Maintenant, j'étais éducatrice et faisais tout mon possible pour redonner un espoir dans la vie de ces enfants pour qui rien n'avait été simple alors qu'ils sortaient à peine du berceau. Bon, pour le coup, je faisais surtout tout mon possible pour ne pas être plus en retard que je ne l'étais déjà.

Je passai en coup de vent dans mon bureau pour prendre des dossiers et fonçai vers les escaliers. Dans la précipitation, mes pieds s'emmêlèrent et je ne vis pas la fin des marches.

Je fus réveillée par un « bip bip » continu et désagréable. Ma tête me faisait affreusement mal et je n'osai pas bouger.
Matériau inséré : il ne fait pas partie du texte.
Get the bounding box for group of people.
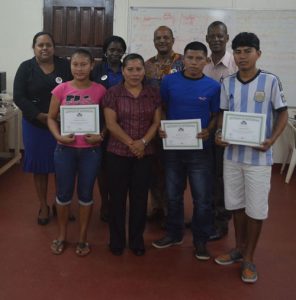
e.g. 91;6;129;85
14;21;287;282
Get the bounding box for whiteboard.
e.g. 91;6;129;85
128;7;296;106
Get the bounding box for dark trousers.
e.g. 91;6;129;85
107;152;152;249
213;145;231;234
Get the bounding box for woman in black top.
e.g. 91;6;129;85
13;32;71;225
92;35;126;222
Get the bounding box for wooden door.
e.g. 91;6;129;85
43;0;114;58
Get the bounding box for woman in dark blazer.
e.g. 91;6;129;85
13;32;71;225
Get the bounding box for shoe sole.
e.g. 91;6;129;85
214;258;243;266
152;240;183;249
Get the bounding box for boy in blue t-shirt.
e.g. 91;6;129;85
152;42;220;260
215;32;288;283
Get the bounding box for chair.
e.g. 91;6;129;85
281;120;296;183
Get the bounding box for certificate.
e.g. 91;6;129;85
60;105;100;135
161;119;203;150
222;111;266;147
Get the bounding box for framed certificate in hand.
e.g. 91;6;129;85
222;111;266;147
161;119;203;150
60;104;100;135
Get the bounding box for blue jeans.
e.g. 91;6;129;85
54;144;101;205
165;149;213;245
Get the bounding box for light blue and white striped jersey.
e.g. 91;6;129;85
220;70;287;166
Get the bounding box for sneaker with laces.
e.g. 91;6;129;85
152;236;183;249
241;261;258;283
215;249;243;266
195;244;211;260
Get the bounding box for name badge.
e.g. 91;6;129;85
56;77;63;84
254;91;265;102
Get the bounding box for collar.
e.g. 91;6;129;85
210;51;231;67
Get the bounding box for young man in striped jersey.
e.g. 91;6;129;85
215;32;288;283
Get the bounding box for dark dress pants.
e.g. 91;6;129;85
107;152;152;250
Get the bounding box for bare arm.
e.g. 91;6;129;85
256;110;288;151
215;111;228;147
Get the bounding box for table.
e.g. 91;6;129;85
0;106;22;175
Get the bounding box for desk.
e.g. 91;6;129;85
0;107;22;175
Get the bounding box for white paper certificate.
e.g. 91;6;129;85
60;104;100;135
222;111;266;147
161;119;203;150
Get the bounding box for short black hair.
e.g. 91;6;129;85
184;41;208;56
154;25;174;38
122;53;145;68
71;48;94;63
208;21;227;34
231;32;260;50
32;31;55;48
103;35;126;54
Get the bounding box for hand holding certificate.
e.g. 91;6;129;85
222;111;266;147
60;105;100;135
161;119;203;150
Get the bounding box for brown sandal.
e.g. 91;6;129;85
50;240;66;255
75;242;90;257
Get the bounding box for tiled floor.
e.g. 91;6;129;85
0;166;296;300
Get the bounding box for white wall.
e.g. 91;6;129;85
0;0;296;93
0;0;296;162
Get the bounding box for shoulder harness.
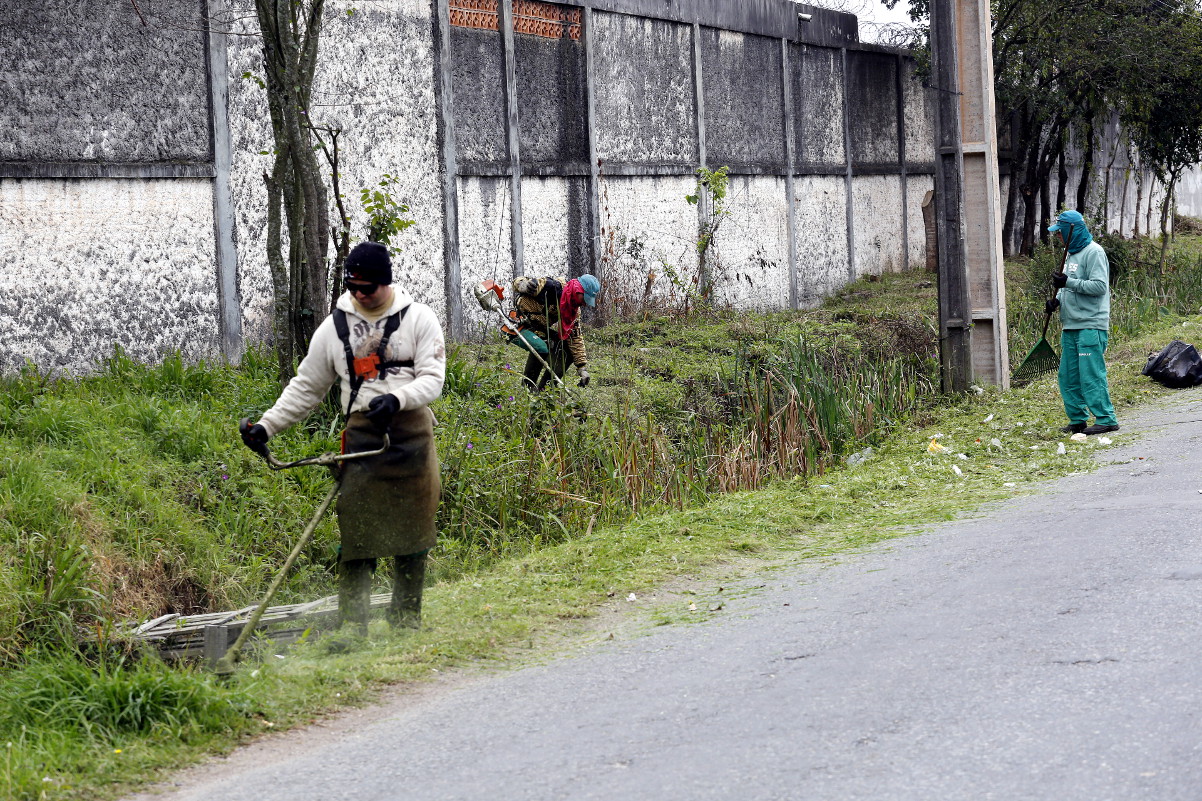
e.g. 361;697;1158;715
331;305;413;417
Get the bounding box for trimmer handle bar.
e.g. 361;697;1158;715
256;434;389;470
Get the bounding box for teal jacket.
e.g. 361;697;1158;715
1057;237;1111;331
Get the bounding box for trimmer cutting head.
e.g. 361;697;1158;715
472;279;505;312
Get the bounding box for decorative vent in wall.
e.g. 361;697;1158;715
450;0;581;41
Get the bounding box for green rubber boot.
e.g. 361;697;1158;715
388;551;428;629
338;559;375;636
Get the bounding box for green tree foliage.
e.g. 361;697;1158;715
882;0;1202;253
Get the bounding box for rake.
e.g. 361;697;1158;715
1010;223;1072;386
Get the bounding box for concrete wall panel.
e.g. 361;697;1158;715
516;34;589;169
0;0;212;162
791;47;845;165
458;178;513;332
793;176;850;299
522;177;593;277
713;176;789;310
601;177;697;310
905;176;935;269
851;176;903;278
451;26;510;166
593;13;697;165
847;51;898;164
701;28;785;170
0;179;220;373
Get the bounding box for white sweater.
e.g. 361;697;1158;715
258;285;447;437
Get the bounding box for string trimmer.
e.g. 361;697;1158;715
1010;223;1072;385
475;280;572;394
213;417;388;676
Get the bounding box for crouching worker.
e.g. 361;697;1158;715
513;275;601;392
242;242;446;634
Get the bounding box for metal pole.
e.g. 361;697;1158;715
582;6;606;277
498;0;525;278
895;53;910;269
839;47;857;281
206;0;243;363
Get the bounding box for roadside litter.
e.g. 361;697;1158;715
1142;339;1202;390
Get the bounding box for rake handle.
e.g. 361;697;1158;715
213;480;343;676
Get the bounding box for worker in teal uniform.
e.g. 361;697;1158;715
1047;205;1119;435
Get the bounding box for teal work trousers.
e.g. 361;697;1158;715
1059;328;1119;426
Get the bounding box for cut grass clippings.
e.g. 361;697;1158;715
23;310;1187;799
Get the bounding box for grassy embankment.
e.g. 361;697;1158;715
0;229;1202;799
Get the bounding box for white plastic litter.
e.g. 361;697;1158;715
847;447;873;467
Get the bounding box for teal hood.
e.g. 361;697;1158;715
1048;212;1094;253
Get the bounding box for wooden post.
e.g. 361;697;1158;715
956;0;1010;388
498;0;525;278
692;23;713;295
204;624;230;670
930;0;972;392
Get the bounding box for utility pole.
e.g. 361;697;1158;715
930;0;1010;392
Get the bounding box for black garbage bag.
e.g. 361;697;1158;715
1143;339;1202;390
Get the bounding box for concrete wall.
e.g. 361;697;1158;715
593;13;698;164
0;0;212;164
0;178;219;372
230;0;446;342
0;0;933;370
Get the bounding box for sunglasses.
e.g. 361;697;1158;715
343;281;380;295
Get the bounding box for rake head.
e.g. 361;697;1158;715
1010;339;1060;385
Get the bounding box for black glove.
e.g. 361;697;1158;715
367;394;400;433
238;417;268;457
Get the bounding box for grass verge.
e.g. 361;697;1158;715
0;230;1198;799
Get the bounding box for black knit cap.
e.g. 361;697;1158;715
343;242;392;284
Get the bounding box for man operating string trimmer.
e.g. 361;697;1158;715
513;274;601;392
240;242;446;634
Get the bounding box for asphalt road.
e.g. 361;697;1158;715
131;391;1202;801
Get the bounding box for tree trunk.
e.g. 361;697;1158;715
256;0;329;384
1055;148;1069;214
1160;167;1182;273
1077;117;1094;214
1019;129;1040;256
1131;166;1143;239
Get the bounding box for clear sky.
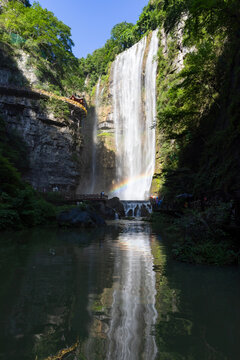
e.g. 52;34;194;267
31;0;148;57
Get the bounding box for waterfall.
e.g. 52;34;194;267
90;78;101;194
112;30;158;200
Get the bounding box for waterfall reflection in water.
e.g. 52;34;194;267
107;226;157;360
0;224;240;360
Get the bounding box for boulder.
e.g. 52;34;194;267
57;207;106;227
107;197;125;218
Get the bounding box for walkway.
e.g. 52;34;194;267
0;85;87;115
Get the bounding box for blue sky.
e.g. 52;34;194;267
34;0;148;57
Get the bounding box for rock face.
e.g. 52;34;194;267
0;96;84;192
0;48;85;193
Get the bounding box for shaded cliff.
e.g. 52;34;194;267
0;44;83;192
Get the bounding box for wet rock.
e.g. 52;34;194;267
57;208;106;228
92;202;115;220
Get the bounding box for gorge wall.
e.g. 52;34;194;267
0;48;86;192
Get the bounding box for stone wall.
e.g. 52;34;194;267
0;95;81;192
0;44;85;192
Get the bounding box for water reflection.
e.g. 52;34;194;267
0;221;240;360
107;225;157;360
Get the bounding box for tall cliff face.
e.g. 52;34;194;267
0;48;85;192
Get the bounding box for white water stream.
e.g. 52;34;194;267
112;30;158;200
90;78;101;194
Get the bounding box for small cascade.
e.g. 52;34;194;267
121;200;152;217
90;78;101;194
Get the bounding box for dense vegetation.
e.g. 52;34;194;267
152;0;240;264
155;0;240;197
0;1;84;95
0;118;55;230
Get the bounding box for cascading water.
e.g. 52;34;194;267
112;30;158;200
90;78;101;193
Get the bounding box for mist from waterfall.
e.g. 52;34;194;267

La dernière fois que j'avais eu aussi mal au crâne, c'était à l'appartement que je partageais avec Nathaniel. Nous avions fait une grande fête avec nos amis pour notre crémaière. Et disons que le lendemain n'avait jamais été aussi difficile…

Mais cette fois-ci, j'avais mal partout. J'ouvris prudemment les yeux et vis que je me trouvais dans une pièce d'une blancheur immaculée.

- Qu'est-ce que je fabrique dans une chambre d'hôpital… ?

Évidemment, personne ne me répondit. Je me rappelai la réunion, la secrétaire qui me courrait après et … Ah. La chute dans les escaliers. Je comprenais mieux. Je refermai les yeux, trop éblouie, mais fus obligée de les rouvrir en entendant des éclats de voix dans le couloir.

- Laissez-moi la voir ! C'est ma femme !

La porte s'ouvrit à la volée. Nathaniel rentra à l'intérieur, plus pâle que la mort, et vint s'asseoir sur le bord du lit. Il portait encore sa robe de magistrat, étant à présent juge pour enfants, et avait dû venir ici le plus rapidement possible.

- Moana, parle-moi, est-ce que tout va bien ?, me demanda-t-il en posant une main sur ma joue.

- Oui, je crois. J'ai mal partout mais ça devrait aller, t'inquiète.

- Tu n'imagines pas la peur que j'ai eue… Qu'est-ce qui t'a pris de courir dans les escaliers, sérieusement ?

Je n'eus pas le temps de répondre qu'un médecin et une infirmière rentrèrent dans la chambre.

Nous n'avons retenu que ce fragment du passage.